Track 1: AI - Intelligent Artifice? - part 2
Can value alignment solve the control problem for AI?
Some worry that as AI-systems become more capable and more integrated in society, we will lose control over those systems. The loss of control, some worry, may yield bad or even catastrophic outcomes. Some think that we can solve this problem in a way that avoids having to have control, simply by ensuring that the systems are value-aligned. Here is argued that value-alignment cannot solve the control problem, unless the value-alignment includes a notion of control.

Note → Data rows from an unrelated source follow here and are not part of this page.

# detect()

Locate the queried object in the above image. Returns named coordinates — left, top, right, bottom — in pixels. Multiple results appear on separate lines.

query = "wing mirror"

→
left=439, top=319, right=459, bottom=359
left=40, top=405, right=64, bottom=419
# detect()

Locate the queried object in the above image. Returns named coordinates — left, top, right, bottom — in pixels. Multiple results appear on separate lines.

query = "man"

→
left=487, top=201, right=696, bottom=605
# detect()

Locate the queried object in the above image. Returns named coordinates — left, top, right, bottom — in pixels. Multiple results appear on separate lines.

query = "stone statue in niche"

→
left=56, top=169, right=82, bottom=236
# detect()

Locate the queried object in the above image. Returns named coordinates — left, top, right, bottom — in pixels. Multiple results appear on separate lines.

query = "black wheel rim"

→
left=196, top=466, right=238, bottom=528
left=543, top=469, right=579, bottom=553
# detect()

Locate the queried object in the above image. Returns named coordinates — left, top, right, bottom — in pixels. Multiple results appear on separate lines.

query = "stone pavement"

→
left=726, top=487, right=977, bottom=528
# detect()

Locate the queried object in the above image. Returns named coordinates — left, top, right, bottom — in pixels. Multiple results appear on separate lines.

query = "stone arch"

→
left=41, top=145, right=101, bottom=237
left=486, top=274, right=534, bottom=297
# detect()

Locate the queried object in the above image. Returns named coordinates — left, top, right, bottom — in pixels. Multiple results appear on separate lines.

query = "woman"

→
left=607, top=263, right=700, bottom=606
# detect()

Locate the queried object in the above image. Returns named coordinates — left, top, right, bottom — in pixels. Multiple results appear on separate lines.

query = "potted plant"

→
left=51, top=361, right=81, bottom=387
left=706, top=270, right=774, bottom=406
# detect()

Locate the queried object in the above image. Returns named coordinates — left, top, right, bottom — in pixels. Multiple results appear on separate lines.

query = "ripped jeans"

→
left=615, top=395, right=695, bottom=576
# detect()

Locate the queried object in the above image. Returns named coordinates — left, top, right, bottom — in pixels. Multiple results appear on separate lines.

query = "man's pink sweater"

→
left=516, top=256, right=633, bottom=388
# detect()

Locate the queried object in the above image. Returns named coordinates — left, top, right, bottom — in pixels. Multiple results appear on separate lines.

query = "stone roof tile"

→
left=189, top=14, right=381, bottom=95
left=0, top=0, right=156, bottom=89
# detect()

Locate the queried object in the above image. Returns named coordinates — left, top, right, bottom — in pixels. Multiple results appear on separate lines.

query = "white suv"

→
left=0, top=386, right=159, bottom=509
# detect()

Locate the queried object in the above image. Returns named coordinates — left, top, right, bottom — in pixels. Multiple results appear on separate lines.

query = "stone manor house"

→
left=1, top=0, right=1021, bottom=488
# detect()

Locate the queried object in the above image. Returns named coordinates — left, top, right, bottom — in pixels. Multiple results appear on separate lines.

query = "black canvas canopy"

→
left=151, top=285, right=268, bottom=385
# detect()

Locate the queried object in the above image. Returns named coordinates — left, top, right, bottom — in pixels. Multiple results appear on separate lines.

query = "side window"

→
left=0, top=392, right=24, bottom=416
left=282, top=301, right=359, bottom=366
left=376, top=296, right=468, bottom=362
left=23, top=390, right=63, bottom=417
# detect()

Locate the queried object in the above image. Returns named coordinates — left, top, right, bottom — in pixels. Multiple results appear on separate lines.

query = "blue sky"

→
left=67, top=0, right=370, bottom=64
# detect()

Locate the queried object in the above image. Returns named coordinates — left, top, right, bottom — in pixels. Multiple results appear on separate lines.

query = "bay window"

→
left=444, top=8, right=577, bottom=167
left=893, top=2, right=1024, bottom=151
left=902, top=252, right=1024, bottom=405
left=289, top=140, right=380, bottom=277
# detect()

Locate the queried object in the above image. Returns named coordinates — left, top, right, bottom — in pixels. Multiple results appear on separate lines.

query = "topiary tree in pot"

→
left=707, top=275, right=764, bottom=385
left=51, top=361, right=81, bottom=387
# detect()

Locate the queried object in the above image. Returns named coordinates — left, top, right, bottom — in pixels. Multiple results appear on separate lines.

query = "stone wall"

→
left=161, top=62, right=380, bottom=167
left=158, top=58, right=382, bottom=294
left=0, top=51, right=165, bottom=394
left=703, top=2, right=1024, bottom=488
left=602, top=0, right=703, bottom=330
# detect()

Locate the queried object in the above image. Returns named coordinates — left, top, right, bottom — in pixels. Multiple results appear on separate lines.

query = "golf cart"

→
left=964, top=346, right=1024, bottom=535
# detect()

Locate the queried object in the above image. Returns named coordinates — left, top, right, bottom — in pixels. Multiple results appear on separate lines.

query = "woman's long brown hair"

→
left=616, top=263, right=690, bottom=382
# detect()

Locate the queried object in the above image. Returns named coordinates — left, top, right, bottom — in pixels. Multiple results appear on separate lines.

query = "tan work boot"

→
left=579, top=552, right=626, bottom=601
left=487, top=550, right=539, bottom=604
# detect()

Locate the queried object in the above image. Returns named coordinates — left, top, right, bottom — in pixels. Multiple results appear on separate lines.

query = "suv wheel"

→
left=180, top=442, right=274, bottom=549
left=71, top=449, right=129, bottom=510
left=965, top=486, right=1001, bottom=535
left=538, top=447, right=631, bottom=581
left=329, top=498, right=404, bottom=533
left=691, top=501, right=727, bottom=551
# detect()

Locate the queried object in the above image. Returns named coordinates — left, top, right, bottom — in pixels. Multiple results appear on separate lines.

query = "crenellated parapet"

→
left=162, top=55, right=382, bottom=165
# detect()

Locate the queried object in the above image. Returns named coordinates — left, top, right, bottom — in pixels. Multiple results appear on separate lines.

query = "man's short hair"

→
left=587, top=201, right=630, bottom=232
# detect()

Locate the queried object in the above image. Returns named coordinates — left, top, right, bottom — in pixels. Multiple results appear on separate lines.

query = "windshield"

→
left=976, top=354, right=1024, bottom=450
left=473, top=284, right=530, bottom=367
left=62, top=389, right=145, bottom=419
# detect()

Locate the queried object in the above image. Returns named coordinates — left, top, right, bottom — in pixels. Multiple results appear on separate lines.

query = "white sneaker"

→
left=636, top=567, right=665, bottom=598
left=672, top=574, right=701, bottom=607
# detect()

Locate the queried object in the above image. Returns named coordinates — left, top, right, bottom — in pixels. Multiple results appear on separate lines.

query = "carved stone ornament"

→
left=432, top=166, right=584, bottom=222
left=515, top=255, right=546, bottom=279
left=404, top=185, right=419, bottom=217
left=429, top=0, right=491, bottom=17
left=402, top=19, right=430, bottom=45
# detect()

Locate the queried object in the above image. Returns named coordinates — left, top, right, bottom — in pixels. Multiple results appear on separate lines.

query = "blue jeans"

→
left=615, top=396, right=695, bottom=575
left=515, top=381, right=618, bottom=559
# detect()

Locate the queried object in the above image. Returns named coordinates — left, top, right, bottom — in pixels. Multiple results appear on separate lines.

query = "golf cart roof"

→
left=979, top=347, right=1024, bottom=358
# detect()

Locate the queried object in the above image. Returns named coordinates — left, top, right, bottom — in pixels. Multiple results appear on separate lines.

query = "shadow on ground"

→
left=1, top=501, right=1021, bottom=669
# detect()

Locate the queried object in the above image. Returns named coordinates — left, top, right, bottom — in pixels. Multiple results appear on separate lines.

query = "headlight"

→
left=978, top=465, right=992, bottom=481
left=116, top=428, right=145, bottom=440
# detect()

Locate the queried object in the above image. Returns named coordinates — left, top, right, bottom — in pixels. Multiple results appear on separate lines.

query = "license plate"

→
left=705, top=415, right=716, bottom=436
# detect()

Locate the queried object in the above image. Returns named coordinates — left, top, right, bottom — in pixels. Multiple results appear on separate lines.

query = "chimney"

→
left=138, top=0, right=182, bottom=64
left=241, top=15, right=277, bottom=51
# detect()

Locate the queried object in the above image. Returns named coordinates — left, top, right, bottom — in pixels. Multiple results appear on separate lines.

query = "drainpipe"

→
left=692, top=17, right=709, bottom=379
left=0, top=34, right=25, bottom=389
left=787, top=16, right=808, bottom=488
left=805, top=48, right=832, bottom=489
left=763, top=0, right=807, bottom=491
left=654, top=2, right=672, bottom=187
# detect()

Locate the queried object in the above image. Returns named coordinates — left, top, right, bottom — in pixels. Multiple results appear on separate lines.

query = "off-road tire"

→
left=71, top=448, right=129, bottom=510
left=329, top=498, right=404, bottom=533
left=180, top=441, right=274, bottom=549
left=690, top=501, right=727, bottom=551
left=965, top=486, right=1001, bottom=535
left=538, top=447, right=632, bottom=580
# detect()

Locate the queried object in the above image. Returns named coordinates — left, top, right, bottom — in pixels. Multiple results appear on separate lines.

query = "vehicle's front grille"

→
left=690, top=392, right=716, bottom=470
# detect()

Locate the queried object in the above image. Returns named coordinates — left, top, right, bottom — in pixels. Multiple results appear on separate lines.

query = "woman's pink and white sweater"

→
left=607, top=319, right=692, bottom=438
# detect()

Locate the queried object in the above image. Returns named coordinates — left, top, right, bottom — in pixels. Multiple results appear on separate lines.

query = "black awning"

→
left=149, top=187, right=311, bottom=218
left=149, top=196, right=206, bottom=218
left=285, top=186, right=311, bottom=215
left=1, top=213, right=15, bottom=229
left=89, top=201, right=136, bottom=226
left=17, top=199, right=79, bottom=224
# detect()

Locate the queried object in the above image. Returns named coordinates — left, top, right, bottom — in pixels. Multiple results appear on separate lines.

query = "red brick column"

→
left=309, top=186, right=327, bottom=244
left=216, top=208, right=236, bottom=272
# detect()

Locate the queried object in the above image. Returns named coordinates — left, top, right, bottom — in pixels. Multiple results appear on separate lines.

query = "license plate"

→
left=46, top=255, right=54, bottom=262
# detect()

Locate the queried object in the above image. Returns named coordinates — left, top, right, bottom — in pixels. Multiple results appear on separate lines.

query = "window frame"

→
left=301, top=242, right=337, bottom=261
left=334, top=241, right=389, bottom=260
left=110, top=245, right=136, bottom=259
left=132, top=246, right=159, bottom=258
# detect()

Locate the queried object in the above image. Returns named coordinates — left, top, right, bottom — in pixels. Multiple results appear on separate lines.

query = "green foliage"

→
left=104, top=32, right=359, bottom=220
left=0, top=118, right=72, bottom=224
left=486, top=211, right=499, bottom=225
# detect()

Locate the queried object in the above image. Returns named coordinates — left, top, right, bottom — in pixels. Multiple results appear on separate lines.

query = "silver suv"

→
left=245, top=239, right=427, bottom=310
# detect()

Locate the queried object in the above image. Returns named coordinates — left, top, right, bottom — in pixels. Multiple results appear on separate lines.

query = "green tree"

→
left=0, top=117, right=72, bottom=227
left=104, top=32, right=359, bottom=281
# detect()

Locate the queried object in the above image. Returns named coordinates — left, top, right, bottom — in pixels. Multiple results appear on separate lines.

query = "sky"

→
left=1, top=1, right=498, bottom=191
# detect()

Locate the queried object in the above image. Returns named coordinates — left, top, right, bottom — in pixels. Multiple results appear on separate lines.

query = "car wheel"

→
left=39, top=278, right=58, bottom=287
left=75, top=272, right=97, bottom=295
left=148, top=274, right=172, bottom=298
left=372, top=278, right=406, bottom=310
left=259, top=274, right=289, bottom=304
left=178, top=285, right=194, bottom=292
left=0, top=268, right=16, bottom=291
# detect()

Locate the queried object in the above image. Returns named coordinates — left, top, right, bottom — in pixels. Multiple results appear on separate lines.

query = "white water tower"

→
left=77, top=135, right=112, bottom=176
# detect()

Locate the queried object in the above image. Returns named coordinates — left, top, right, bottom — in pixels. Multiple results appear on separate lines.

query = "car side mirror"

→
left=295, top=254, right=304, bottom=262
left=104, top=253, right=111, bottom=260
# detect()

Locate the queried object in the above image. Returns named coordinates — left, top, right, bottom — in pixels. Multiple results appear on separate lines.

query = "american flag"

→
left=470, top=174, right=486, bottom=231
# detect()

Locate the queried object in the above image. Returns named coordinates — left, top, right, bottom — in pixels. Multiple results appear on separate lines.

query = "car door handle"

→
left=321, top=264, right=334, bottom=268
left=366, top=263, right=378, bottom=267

Ethical oversight of algorithmic systems – contextualizing the call for increased governance in the Dutch public sector
The increasing integration of algorithms into various aspects of society has raised concerns about potential biases, ethical implications, and the lack of transparency governing decision-making processes, which in turn led to a call for increased oversight. This paper will contextualise the call for increased ethical governance and oversight of algorithmic systems used within the Dutch public sector, by focusing on the aim of the proposed governance mechanisms and instruments.
AI is not alone: Meaningful Human Control in AI-based Sociotechnical Systems
When Artificial Intelligence (AI) systems are deployed, they are used in a particular setting. In this setting, there are people who are users, developers and other stakeholders that interact with the system directly or indirectly. The particular setting of an AI system that we are concerned with here consists thus of technological artifacts, being the AI system in question as well as any other relevant systems, as well as humans interacting with it. I thus define the AI system and the context it operates in as a sociotechnical system, centered around that specific AI system.